II- A simples apresentação de um atestado médico a cobrir um determinado e alegado período de doença não implica a imediata e automática justificação das faltas dadas ao serviço já que, para além dessa apresentação - ela própria sujeita a determinados prazos e requisitos - há todo um circunstancialismo a cumprir relativo à justificação e verificação da doença imposto pelo art. 28 e ss. do cit. Dec-Lei.
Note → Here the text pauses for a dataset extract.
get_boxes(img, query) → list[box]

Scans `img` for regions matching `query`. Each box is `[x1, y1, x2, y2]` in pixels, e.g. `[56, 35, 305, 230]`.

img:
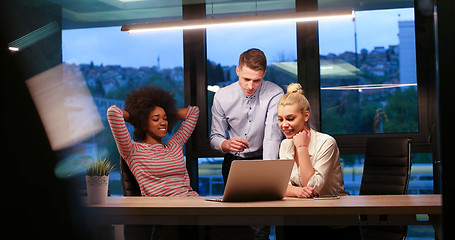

III- O n. 3 do art. 31 do Dec-Lei n. 497/88 de 30/12 contempla, como pressuposto essencial da justificação das faltas por doença - no caso de esta não implicar a permanência do faltoso no domicílio - a apresentação obrigatória, concomitantemente com o atestado médico, de declaração indicativa dos dias e horas em que pode ser efectuada a verificação domiciliária da doença; isto sendo certo que eventuais diligências tendentes ao respectivo suprimento e face à necessidade de agir com a maior celeridade (conf. n. 1 respectivo) poderiam frustar por completo o objectivo legal.